Section: New Results

QoE (Quality of Experience)

Participants : Sebastián Basterrech, Yassine Hadjadj-Aoul, Sofiene Jelassi, Adlen Ksentini, Gerardo Rubino, Kamal Singh, César Viho.

We continue the development of the PSQA technology (Pseudo-Subjective Quality Assessment) in the area of Quality of Experience (QoE). PSQA is today a stable technology allowing to build measuring modules capable of quantifying the quality of a video or an audio sequence, as perceived by the user, when received through an IP network. It provides an accurate and efficiently computed evaluation of quality. Accuracy means that PSQA gives values close to those than can be obtained from a panel of human observers, under a controlled subjective testing experiment, following an appropriate standard (which depends on the type of sequence or application). Efficiency means that our measuring tool can work in real time, if necessary. Observe that perceived quality is the main component of QoE. PSQA works by analyzing the networking environment of the communication and some the technical characteristics of the latter. It works without any need to the original sequence (as such, it belongs to the family of no-reference techniques).

It must be pointed out that a PSQA measuring or monitoring module is network dependent and application dependent. Basically, for each specific networking technology, application, service, the module must be built from scratch. But once built, it works automatically and very efficiently, allowing if necessary to use it in real time.

At the heart of the PSQA approach there is the statistical learning process necessary to develop measuring modules. So far we have been using Random Neural Networks (RNNs) as our learning tool (see  [82] for a general description), but recently, we have started to explore other approaches. For instance, in the last ten years a new computational paradigm was presented under the name of Reservoir Computing (RC)  [78] covering the main limitations in training time for recurrent neural networks while introducing no significant disadvantages. Two RC models have been developed independently and simultaneously under the name of Liquid State Machine (LSM)  [81] and Echo State Networks (ESN)  [78] and constitute today one of the basic paradigms for Recurrent Neural Networks modeling  [79] . The main characteristic of the RC model is that it separates two parts: a static sub-structure called reservoir which involves the use of cycles in order to provide dynamic memory in the network, and a parametric part composed of a function such as a multiple linear regression or a classical single layer network. The reservoir can be seen as a dynamical system that expand the input stream in a space of states. The learning part of the model is the parametric one. In a recent collaboration with the Applied Computational Intelligence Research Unit, Artificial Neural Networks Group of the University of the West of Scotland during the first half of the year, we developed an algorithm based on a combination of topology preserving maps such as the Self-Organising Map  [80] and the Scale Invariant Map  [77] to improve the performance of RC models. The obtained results are presented in two papers: [37] and [38] .

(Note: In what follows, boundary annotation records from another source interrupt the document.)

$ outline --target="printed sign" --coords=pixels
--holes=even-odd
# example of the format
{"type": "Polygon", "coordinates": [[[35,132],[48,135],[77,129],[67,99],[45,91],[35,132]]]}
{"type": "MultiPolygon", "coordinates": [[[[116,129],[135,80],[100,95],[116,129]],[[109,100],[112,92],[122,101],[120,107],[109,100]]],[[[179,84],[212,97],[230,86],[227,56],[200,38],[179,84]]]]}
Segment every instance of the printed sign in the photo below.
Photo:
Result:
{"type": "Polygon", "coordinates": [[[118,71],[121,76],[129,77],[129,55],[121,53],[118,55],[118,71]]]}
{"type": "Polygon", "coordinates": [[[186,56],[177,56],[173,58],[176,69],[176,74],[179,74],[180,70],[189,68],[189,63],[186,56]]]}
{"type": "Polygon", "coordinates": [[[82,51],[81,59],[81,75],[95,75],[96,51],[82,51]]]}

In [42] we developed a PSQA version for evaluating the perceived quality in the context of SVC video coding. The tool is based on the use of the RNN model. The main difficulties in defining this tool is regarding the relation between the SVC layers, since the enhanced layers require the information of the base layer in order to be decoded.

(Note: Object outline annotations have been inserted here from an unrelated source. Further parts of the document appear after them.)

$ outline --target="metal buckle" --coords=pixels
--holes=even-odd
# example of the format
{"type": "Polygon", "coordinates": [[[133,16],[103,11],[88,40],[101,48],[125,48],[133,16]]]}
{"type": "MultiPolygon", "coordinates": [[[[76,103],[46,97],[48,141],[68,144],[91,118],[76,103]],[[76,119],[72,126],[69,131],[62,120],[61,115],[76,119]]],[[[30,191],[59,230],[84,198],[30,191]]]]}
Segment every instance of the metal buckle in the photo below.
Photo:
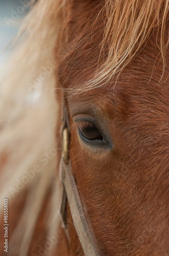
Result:
{"type": "Polygon", "coordinates": [[[68,164],[69,160],[69,131],[67,127],[65,127],[63,131],[63,147],[62,157],[66,164],[68,164]]]}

In [61] , we developed a tool for evaluating the perceived quality of an application distributing streamed video using HTTP (and thus, TCP). The difficulties here are focused around the possible playout interruptions and the quality variations due to the use of adaptive bitrate techniques. Our procedure belongs to the no-reference family of learning ones, and it is also based on the use of the RNN tool.

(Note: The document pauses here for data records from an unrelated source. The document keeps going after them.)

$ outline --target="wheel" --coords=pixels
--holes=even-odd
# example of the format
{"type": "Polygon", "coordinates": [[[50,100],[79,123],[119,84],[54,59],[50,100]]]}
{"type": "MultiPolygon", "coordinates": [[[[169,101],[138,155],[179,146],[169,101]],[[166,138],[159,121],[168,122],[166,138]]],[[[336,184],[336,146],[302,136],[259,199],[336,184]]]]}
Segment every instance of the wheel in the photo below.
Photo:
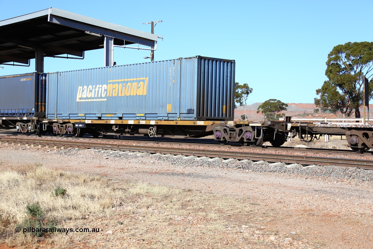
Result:
{"type": "Polygon", "coordinates": [[[275,139],[270,141],[272,146],[279,147],[286,142],[286,138],[288,136],[286,133],[278,132],[275,136],[275,139]]]}
{"type": "Polygon", "coordinates": [[[151,138],[156,135],[156,130],[154,127],[150,127],[148,129],[148,134],[151,138]]]}
{"type": "Polygon", "coordinates": [[[358,148],[357,147],[350,147],[350,148],[354,151],[359,153],[364,153],[370,149],[370,148],[364,144],[361,145],[361,148],[358,148]]]}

In [41] we compared PSQA used for the video evaluation to other no-reference tools as well as two objective evaluation tools. We showed that PSQA outperforms the majority of the other tools, in terms of high correlation with human evaluation. This version will be used as the main metric for evaluating the QoE in the future internet architecture proposed by the FP7 Alicante project.

We have also being developing single-ended parametric-model speech-quality assessors of VoIP conversations over future networks. To do that, a careful identification and accurate characterization of quality-degrading factors over next-generation networks has been done. The recent progress and challenges for accurate assessment of voice quality over evolving VoIP systems has been detailed in the survey paper [19] . In [18] , we study the perceived effects of packet loss processes, which are the principal source of quality degradation over IP networks. In reality, the perceived effect of a given packet loss process is highly related to the distribution of missing packets. Basically, the higher the burstiness of packet loss processes, the greater the perceived quality degradation. Recently, several assessors of speech quality sensitive to packet loss burstiness have been proposed in the literature. A comprehensive comparison study of bursty-packet-loss-aware artificial assessors has been conducted in [18] . An extended and more elaborated version has been published in [47] . Moreover, novel artificial quality assessors that consider transient loss of connectivity incurred by mobile users over mobile transport system have been developed. A paper describing our developed tools and performance results is under preparation. Recently, we started to work on new analytical models of packet losses and delays of packet-based voice conversations over wireless ad-hoc networks. The developed models will be used to design specialized artificial quality assessors of multimedia services over wireless ad-hoc networks. Moreover, we are working on the enhancement of a voice quality assessor version of PSQA, by considering the features of removed speech signals.